Another critical factor to consider in the successful clinical translation of an EGFRvIII CAR is the growing consensus that, due to the harsh immune suppressive environment known to be associated with GBM and other solid tumors, combination therapies may be required to achieve durable antitumor responses. In a HER2-transgenic mouse model of breast cancer, mice treated with anti-HER2 CAR T cells and repeated injections of well-described antibodies for checkpoint blockade showed greater CD8+ CAR T-cell function, less T-cell exhaustion and enhanced tumor cell killing.15 Recently, in models of renal cell carcinoma, CAR T cells have been designed to secrete immune-modulating antibodies in the tumor milieu to achieve superior antitumor immune responses.16 Although this strategy has been shown to have potentially important implications on CAR technology, its efficacy has yet to be explored for patients with brain tumors. Of particular note, if shown to be effective, the ability for CAR T cells to secrete checkpoint inhibitors at the site of tumor antigen expression may have particular relevance to the treatment of GBM, where immune checkpoint molecules have not only been shown to be expressed at high levels,17 but also where the blood-brain barrier may otherwise inhibit the localization and activity of systemically administered antibody-mediated blockade.

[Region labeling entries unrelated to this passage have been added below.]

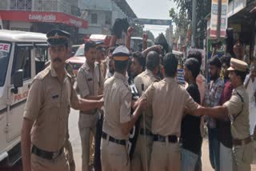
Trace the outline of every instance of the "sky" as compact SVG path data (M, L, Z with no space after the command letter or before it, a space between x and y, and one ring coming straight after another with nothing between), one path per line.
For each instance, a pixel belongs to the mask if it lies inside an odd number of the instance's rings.
M170 19L169 10L176 7L171 0L126 0L139 18ZM161 32L166 33L167 26L145 25L145 30L150 30L156 38Z

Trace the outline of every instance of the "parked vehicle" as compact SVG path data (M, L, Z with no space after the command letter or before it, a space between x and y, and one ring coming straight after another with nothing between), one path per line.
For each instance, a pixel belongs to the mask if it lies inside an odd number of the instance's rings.
M43 34L0 30L0 164L21 158L23 111L33 78L48 60Z

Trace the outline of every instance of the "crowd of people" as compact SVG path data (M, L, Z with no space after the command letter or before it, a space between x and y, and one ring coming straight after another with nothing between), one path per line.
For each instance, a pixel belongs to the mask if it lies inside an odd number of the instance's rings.
M194 51L182 66L182 85L171 50L147 48L144 35L141 52L131 52L134 28L123 27L115 23L107 47L102 42L85 43L86 60L76 87L72 70L65 70L70 34L47 34L50 63L34 78L24 112L23 170L75 170L67 129L70 107L80 110L82 171L202 170L204 123L212 167L250 170L255 64L249 74L248 65L235 56L213 55L207 83L202 54ZM127 30L123 46L117 44L120 30Z

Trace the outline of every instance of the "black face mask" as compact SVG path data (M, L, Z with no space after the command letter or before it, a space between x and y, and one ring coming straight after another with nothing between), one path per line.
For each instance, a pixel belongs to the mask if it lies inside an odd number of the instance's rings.
M215 80L218 79L218 74L216 73L214 75L212 75L212 76L210 78L210 79L211 81L215 81Z

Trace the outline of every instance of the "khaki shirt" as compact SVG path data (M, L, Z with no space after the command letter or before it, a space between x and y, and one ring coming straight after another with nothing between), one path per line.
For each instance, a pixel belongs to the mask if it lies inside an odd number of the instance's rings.
M103 78L98 66L95 63L92 72L86 62L78 72L77 82L81 97L88 95L98 96L99 87L103 85ZM92 114L94 110L82 111L82 113Z
M185 88L174 78L166 78L153 83L142 95L152 106L152 133L162 136L180 137L184 108L193 111L198 108Z
M142 85L144 85L144 90L146 91L147 88L153 83L158 82L158 78L154 77L152 71L146 70L144 72L138 75L134 79L134 83L137 87L138 92L140 96L142 94ZM151 123L152 123L152 108L147 109L142 115L142 117L145 116L145 128L151 131ZM144 121L143 118L141 119L141 128L144 128Z
M244 102L242 103L242 96ZM249 97L248 93L243 86L241 86L233 90L230 99L224 103L227 107L229 115L237 117L233 124L231 124L231 134L234 139L244 139L250 136L250 124L249 124Z
M114 73L104 83L103 131L114 138L128 140L122 132L122 123L130 121L131 92L126 77Z
M23 116L34 121L31 143L46 151L63 147L70 108L78 104L70 75L60 82L51 65L40 72L31 84Z

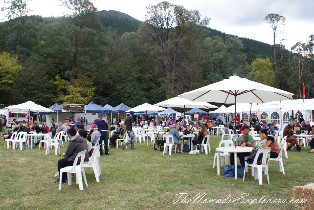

Overall, our work with the EGFRvIII CAR contributes to the growing body of research committed to discovering a novel therapy for GBM. To date, the success of immune therapy has been modest for the treatment of brain tumors due to several factors, the most prominent of which include the relative dearth of tumor-associated and tumor-specific antigens, the associated immunosuppressive microenvironment, the presence of the blood-brain barrier, and toxicities associated with non-specific activity. EGFRvIII-specific CARs promise to overcome many of these critical barriers, though further work will be needed to successfully translate this platform for patients with GBM, where the need for effective treatment is great.

Take home points.

  1. Immune therapy with CAR technology shows great promise in the treatment of GBM and other solid tumors.

  2. The EGFRvIII antigen represents an ideal target for CAR T cells since it is expressed on the surface of tumor cells, is not found in any healthy tissues, and plays a central role in the pathobiology of GBM.

  3. EGFRvIII CARs have demonstrated clinical safety and feasibility in early phase clinical trials.